Ma nel film c’è qualcosa che unisce Antonia e Michele, al di là di quello strano sentimento che gradualmente cresce e si arricchisce: è Ernesto. Fare le flebo ad Ernesto è l’unico modo che ha Antonia per rimanere in contatto con la comunità e forse con il fantasma del marito.
La struttura
Il film è diviso in due parti. La prima, che va dall’inizio fino alla scena del terrazzo (il libro di Hikmet) in cui il loro rapporto si ribalta, è scritta e condotta in maniera estremamente tradizionale e strutturale nel senso che le scene sono legate e collegate da rapporti di causa-effetto. Un andamento narrativo semplice, molto lineare, quasi televisivo con delle piccole rotture (quando ad esempio Antonia va ai mercati generali e poi scappa via arrabbiata, c’è uno stacco e vediamo nuovamente lei mettere una flebo ad Ernesto. Senza quindi raccontare cosa è successo. Una piccola ellissi temporale). Invece, dal momento in cui lei si risveglia (la scena delle polpette, tra l’altro cucinate personalmente dallo sceneggiatore Gianni Romoli) in cui tra loro nasce questa unione che non si sa più dove li porterà, a quel punto il film perde le sue connessioni di causa-effetto. La prima parte sembra contenere un sottotesto giallo/thriller ovviamente in modo sublimato, molto edulcorato e semplificato. Questo è evidente soprattutto nella rappresentazione dell’”indagine” che porta Antonia a scoprire la verità. Ed anche nell’aver privilegiato il suo punto di vista in cui sono “gli altri” ad essere i cattivi, gli antipatici, i freaks appunto. Basti pensare alla scena in cui, per la prima volta e con evidente imbarazzo, Antonia pranza con la piccola comunità. Si assiste, durante il convivio, ad una teorizzazione e legittimazione della menzogna quando propongono alla trans di mentire con i parenti sulla sua nuova condizione. Antonia li guarda con occhi sospettosi e loro ci appaiono aggressivi, maleducati ed arrivano addirittura a cacciarla di casa. E poco prima Michele si alza in piedi per fare un brindisi, in una sequenza che è un rimando esplicito, come abbiamo già detto, al meraviglioso Freaks di Tod Browning ed alla terribile canzoncina cantata in coro “una di noi!”. Michele dice: “A Massimo, che era uno di noi!”.

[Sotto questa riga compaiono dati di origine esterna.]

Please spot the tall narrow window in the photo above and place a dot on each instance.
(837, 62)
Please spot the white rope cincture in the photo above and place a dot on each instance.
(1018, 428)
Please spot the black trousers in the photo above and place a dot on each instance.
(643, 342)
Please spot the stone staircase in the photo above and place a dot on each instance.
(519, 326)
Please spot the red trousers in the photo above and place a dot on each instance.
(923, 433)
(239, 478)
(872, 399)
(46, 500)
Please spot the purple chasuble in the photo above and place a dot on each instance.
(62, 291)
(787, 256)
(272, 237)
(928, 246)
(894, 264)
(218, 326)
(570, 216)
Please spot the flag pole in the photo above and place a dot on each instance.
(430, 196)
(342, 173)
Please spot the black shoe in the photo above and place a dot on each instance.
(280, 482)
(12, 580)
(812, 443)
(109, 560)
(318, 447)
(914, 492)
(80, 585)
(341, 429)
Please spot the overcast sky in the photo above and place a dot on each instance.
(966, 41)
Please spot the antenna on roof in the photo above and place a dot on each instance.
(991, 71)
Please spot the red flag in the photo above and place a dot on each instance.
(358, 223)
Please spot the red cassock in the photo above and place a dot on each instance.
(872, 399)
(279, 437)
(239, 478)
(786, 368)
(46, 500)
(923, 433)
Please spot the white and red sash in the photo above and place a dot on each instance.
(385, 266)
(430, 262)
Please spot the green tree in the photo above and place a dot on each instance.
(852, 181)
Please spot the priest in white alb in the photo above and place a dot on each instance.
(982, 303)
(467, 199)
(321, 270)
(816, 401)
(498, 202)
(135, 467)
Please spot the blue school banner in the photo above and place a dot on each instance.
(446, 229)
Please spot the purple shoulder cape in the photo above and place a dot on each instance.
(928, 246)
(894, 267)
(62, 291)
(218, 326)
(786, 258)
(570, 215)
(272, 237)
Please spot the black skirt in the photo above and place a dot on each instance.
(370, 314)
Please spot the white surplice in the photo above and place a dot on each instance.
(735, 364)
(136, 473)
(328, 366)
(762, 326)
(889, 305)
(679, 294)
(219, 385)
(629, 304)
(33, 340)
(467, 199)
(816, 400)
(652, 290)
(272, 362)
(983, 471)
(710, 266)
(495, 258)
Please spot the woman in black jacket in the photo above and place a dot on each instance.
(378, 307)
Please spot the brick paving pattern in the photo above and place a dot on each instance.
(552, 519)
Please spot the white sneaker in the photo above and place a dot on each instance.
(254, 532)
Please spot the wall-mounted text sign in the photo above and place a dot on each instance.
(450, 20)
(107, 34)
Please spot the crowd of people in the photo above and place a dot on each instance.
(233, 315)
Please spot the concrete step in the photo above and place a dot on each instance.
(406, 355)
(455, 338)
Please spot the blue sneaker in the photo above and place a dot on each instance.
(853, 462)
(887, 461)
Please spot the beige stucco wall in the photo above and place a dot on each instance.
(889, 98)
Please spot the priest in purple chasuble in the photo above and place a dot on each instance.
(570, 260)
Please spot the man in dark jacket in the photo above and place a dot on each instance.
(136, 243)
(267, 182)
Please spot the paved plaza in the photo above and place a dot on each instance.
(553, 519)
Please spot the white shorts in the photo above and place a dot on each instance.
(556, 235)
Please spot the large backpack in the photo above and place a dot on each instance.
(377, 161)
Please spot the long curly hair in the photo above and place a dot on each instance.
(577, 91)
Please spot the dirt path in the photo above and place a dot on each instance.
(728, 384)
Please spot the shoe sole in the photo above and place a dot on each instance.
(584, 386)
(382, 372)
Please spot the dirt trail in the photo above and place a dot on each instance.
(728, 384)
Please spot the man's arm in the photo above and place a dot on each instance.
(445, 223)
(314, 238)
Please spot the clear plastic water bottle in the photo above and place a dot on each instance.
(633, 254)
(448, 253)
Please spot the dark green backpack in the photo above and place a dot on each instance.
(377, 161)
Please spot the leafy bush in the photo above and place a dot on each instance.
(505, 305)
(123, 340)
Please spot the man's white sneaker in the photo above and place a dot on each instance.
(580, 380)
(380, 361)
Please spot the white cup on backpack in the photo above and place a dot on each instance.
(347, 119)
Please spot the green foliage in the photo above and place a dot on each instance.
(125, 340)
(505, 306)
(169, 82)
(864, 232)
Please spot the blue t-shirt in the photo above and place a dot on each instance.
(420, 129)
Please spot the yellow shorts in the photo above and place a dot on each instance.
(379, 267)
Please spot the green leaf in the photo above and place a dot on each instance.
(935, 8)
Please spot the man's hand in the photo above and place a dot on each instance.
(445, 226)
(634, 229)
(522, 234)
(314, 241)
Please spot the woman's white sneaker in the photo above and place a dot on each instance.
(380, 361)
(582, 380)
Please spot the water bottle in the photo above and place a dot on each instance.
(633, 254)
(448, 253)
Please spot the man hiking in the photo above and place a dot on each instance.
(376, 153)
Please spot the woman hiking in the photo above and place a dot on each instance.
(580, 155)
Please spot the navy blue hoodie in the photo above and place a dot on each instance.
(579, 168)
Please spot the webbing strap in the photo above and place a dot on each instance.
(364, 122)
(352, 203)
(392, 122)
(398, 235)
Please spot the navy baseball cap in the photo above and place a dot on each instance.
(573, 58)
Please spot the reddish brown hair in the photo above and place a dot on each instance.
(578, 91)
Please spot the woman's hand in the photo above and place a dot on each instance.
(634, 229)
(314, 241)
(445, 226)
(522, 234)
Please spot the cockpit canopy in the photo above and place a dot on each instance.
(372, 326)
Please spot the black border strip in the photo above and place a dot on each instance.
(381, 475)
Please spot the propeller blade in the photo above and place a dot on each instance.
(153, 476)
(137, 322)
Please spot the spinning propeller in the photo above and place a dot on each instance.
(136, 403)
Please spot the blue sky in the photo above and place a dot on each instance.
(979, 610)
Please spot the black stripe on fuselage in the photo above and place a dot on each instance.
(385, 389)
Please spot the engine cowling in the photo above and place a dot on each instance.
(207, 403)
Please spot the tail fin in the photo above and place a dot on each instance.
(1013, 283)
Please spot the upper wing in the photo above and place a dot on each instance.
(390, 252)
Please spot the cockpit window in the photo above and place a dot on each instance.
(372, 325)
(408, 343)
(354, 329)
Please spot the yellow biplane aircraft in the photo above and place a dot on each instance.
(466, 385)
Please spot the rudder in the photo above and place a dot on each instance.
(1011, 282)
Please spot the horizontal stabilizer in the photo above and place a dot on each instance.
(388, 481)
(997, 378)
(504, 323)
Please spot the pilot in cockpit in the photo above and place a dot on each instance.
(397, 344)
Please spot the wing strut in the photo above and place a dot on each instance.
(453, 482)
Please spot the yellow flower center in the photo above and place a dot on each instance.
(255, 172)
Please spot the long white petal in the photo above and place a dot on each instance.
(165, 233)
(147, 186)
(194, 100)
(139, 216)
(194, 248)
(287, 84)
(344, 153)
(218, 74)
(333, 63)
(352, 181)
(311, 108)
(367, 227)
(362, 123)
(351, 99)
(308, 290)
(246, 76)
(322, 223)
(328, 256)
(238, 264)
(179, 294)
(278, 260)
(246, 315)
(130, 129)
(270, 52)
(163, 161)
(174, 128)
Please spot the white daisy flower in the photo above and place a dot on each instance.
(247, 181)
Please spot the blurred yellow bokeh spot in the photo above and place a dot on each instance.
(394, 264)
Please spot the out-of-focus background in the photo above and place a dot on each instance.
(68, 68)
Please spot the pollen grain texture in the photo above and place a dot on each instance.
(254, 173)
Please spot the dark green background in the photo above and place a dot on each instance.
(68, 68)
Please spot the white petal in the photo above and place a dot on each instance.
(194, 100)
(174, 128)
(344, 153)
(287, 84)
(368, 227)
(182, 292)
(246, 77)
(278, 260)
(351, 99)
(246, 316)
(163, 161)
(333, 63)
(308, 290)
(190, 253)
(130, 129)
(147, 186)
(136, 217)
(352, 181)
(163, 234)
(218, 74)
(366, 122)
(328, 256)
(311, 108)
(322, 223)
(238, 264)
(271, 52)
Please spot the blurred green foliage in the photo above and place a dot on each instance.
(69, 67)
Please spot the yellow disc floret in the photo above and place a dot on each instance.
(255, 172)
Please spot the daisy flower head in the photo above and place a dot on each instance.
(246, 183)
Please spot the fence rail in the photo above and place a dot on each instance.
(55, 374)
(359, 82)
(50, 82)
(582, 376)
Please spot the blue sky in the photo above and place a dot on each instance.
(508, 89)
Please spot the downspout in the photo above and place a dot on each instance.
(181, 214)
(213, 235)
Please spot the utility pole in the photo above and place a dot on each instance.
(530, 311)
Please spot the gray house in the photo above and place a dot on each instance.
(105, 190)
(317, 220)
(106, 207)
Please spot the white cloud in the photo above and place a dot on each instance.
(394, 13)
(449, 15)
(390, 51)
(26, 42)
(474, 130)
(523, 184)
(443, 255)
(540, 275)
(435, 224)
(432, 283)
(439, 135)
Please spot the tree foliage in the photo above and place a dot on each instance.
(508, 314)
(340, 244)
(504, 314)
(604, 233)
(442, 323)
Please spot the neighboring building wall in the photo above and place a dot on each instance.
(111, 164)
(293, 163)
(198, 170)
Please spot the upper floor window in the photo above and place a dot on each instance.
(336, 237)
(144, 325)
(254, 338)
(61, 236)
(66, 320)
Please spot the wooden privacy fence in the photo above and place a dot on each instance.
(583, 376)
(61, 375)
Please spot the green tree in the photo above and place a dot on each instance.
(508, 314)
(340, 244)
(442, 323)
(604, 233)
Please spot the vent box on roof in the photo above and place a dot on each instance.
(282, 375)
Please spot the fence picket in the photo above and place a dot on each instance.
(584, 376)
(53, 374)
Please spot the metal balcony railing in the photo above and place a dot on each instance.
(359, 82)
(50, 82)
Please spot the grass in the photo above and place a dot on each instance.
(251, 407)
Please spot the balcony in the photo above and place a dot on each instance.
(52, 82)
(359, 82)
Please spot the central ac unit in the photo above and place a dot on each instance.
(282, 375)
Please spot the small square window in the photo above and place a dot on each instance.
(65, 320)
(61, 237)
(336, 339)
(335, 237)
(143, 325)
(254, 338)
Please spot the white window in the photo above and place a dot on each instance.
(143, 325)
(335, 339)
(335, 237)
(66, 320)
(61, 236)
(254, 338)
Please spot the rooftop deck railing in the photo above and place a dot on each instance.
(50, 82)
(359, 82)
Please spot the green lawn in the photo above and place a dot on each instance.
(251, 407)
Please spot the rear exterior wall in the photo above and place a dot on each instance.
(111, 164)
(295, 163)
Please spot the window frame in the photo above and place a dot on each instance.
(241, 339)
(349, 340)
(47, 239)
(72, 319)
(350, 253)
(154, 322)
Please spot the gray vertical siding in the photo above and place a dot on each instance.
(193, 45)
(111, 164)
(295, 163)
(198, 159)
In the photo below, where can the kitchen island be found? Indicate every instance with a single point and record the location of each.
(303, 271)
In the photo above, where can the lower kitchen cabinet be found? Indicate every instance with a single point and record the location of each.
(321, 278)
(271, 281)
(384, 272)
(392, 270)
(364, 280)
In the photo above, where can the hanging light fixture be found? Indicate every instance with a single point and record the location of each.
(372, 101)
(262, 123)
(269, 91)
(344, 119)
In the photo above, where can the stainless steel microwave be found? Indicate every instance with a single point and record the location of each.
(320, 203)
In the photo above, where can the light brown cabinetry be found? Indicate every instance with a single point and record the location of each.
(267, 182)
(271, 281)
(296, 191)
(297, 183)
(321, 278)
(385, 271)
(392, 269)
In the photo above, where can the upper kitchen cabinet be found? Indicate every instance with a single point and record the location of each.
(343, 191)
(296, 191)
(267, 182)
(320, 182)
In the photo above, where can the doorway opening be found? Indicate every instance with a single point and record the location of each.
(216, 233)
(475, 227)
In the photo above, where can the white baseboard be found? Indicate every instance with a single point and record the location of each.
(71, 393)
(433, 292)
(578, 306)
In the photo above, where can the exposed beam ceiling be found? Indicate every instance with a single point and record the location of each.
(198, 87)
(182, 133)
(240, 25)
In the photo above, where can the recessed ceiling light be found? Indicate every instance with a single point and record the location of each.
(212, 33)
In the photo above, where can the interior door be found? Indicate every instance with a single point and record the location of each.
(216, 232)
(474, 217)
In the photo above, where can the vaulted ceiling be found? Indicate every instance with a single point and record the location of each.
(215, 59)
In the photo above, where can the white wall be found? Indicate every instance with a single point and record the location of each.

Nel secondo tempo, invece si stabilisce un ribaltamento totale. La rivalutazione dei personaggi avviene non perché siano loro a cambiare, ma semplicemente cambia il punto di vista con cui osserviamo la vicenda. Antonia non ha più pregiudizi. Non finge ipocrisie e rivaluta totalmente quel “mondo intero” nascosto e vissuto dal marito. Tranne quando assiste al menage a trois dove si vede costretta ad andarsene ed il giorno dopo ad urlare in faccia a Michele quello che pensa, quello che, in fondo, il Mondo penserebbe. Ed in quel momento, momento che potrebbe essere una definitiva rottura, arriva la telefonata che li informa della scomparsa di Ernesto. E’ Ernesto di nuovo a riunirli, è il fantasma del marito, non possono permettere che anche Ernesto muoia. Quando lei poi dice ad Ernesto “la verità” rimanendo sconcertata di fronte al fatto che il gruppo aveva nascosto al ragazzo che il suo ex-amante era morto, loro si giustificano dicendo che hanno mentito per proteggerlo. Una nuova, seconda, teorizzazione della menzogna.
Lei li guarda tutti imbarazzati, con espressioni colpevoli e vede di fronte a sé, più che mai, una classica famiglia normale che si preoccupa di proteggere, attraverso la menzogna, i suoi cari.
E ciò che comprende Antonia è proprio questo. Comprende che per stare al gioco, per proteggere se stessa e gli altri deve mentire. Lei per andare via per cercare se stessa, per la prima volta nel film, mente. Racconta che va via con Emir. Lo fa perché ha capito che nel codice della casa, dire che lei parte per motivi sessuali è l’unica cosa che tutti gli perdonano. E l’unica scusa che ha per non farsi trattenere e per non dover dare spiegazioni.
In conclusione
“Le fate ignoranti” è un film assieme corale ed intimista, raffinato e delicato. E’ una pellicola che racconta di un amore impossibile, intenso e conflittuale. Non è, né vuole essere un ritratto esaustivo di un mondo altro come quello omosessuale ma riesce ad essere estremamente delicato nel dipingerne i principali tratti distintivi e caratterizzanti.